Whilst to some extent it might be argued that tonality is in the ear of the beholder, what to me constitutes tonality is references to triadic material and melodic writing within the music that have indelible connections with aspects of diatonicism. I simply cannot accept the defintion "post-tonal" - just as I am uncomfortable with those such as "post-modern" - since what really matters is how the material concerned may or may not give rise to the definition at hand rather than whether what's being defined comes before or after anything else; in other words (in the present context), there is - to me, at least - no such thing as "post-tonal", especially as music that most people would likely define as broadly tonal was written by numerous composers all over the world throughout the period in which music that could reasonably be described as "atonal" was also being written - so there is a concurrency rather than a sense of before and after.
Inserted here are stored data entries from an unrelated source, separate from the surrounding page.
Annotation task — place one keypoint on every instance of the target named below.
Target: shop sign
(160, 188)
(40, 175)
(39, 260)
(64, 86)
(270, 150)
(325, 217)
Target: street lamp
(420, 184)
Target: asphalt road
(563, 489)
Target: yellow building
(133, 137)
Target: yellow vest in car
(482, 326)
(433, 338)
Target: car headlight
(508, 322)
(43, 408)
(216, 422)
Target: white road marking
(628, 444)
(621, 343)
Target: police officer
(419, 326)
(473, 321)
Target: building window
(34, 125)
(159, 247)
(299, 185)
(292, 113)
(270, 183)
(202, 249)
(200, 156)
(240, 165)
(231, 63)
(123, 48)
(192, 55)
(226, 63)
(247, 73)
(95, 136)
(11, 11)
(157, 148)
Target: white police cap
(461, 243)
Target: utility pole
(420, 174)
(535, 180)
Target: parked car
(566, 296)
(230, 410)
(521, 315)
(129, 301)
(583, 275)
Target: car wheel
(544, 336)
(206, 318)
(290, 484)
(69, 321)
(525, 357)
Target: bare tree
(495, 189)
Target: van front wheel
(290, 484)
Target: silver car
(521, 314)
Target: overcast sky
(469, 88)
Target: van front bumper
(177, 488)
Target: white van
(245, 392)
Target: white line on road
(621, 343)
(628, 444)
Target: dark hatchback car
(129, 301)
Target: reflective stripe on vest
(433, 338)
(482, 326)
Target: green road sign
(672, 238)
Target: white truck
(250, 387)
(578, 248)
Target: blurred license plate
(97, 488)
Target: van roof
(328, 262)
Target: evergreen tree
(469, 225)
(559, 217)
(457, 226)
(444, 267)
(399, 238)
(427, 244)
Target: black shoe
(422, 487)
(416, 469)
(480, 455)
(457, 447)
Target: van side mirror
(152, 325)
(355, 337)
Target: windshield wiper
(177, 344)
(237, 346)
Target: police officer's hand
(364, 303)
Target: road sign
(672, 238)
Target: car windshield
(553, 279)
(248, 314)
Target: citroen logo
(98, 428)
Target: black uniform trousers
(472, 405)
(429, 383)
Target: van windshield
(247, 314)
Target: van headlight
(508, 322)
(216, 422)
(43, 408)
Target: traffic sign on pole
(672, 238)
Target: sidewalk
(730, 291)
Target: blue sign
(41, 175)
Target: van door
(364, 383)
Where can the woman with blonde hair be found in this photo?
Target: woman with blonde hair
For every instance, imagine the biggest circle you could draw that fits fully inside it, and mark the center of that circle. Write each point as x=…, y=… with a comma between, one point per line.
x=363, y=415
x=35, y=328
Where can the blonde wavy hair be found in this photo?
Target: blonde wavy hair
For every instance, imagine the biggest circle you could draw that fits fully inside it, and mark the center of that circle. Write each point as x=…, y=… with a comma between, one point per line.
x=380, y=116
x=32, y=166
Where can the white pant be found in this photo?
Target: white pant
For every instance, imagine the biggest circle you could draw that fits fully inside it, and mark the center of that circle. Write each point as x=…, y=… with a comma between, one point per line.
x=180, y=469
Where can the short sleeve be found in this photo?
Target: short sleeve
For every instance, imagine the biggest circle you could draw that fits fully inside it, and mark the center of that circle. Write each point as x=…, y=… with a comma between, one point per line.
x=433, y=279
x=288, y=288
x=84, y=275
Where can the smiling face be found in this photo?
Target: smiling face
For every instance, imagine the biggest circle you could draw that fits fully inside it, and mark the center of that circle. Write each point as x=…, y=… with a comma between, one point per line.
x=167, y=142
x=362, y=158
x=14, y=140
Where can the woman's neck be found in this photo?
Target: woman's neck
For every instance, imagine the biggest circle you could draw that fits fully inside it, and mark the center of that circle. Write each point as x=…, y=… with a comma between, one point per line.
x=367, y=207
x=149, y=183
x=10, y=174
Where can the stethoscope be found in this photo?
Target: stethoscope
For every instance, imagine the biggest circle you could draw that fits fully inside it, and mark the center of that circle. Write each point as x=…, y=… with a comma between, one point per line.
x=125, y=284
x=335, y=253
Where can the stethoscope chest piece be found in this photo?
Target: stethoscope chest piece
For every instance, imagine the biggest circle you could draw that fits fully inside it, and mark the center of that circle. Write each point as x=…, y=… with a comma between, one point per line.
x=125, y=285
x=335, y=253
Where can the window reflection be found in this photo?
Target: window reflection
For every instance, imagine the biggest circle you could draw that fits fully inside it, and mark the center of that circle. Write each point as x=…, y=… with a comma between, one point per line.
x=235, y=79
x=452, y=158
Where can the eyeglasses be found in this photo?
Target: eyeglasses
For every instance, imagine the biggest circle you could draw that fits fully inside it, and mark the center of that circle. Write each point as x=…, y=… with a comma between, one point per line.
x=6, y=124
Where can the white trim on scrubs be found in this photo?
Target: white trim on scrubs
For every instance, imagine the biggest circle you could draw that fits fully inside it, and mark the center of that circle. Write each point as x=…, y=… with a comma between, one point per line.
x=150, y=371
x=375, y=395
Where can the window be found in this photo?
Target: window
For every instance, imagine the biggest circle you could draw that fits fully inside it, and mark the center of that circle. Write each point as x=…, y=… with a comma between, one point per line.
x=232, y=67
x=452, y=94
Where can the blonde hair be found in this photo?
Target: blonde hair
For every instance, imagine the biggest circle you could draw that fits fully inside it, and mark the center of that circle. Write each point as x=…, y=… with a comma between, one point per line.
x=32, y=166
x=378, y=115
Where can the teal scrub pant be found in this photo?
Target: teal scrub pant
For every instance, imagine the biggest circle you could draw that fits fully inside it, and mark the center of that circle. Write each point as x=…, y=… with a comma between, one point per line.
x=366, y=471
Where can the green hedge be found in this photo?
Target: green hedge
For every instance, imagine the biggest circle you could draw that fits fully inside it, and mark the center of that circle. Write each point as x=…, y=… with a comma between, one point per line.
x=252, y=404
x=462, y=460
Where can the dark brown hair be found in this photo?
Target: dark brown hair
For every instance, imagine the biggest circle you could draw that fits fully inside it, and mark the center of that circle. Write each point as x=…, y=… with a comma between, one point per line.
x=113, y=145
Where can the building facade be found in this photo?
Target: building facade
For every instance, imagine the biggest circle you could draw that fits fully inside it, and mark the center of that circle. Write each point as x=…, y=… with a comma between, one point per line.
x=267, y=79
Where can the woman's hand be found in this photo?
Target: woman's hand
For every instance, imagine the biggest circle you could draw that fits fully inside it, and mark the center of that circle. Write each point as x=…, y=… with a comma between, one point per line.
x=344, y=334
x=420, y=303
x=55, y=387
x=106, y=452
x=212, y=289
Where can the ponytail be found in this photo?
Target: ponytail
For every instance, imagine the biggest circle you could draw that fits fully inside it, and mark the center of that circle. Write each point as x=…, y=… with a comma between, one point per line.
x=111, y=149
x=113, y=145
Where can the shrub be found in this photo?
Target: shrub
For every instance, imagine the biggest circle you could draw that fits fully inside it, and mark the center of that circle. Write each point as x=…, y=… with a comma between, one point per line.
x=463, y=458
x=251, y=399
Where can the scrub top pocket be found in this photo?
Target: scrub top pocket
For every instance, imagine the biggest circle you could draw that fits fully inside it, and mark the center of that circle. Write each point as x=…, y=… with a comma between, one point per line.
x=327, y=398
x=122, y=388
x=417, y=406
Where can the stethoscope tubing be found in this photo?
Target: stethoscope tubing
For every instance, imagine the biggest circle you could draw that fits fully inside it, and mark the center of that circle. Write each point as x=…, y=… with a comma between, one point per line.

There doesn't have to be a "tonal centre" to define music as "tonal" (the kind of "progressive tonality" found in Nielsen and others where the principal tonal centre moves from point to point during a particular work does not, for example, define it as "atonal") - and the instance of 12-note serialism does not of itself necessarily eschew a sense of tonality. I realise that I'm not doing too well here to make out my case(!) but I nevertheless hope that what I've written here at least makes some sense and helps to focus what might be argued to constitute "tonality" and "atonality".
Best,
Alistair
So, in short, you would (and I don't mean to be simplistic, but for the moment) classify music as tonal or not (i.e., atonal), that is, music that is dependent on functional tonality or references it, and music that does not.
If I understand you correctly, this would put (as I mentioned before) Schnittke squarely in the realm of tonal music, and Webern in that of atonal music.
Upon further reflection, it seems to me that there are perhaps four overall periods (time periods): pre-tonality, tonality, atonality, and post-tonality. The last two may seem somewhat redundant, but let me attempt to further define the terms as I use them. Pre-tonality involves medieval/renaissance music before functional harmony became the rule; tonality is the bulk of tonal music; atonality is a reactionary movement that is actively anti-tonal (that is, one tone acting as monarch, placing other tones in standard functions such as predominant and dominant); post-tonality is what follows the Schoenbergian emancipation, and is the epoch in which we now live: tonality/tonal references are not verboten (not that it ever totally was), yet composers make use of a wide variety of techniques unimagined until the coming of the Second Viennese School.
Thoughts?
Mike
P.S.
As a side-note, I have to agree with your assessment of the word post-modern as a fairly nebulous term . . . at least in common and non-technical usage.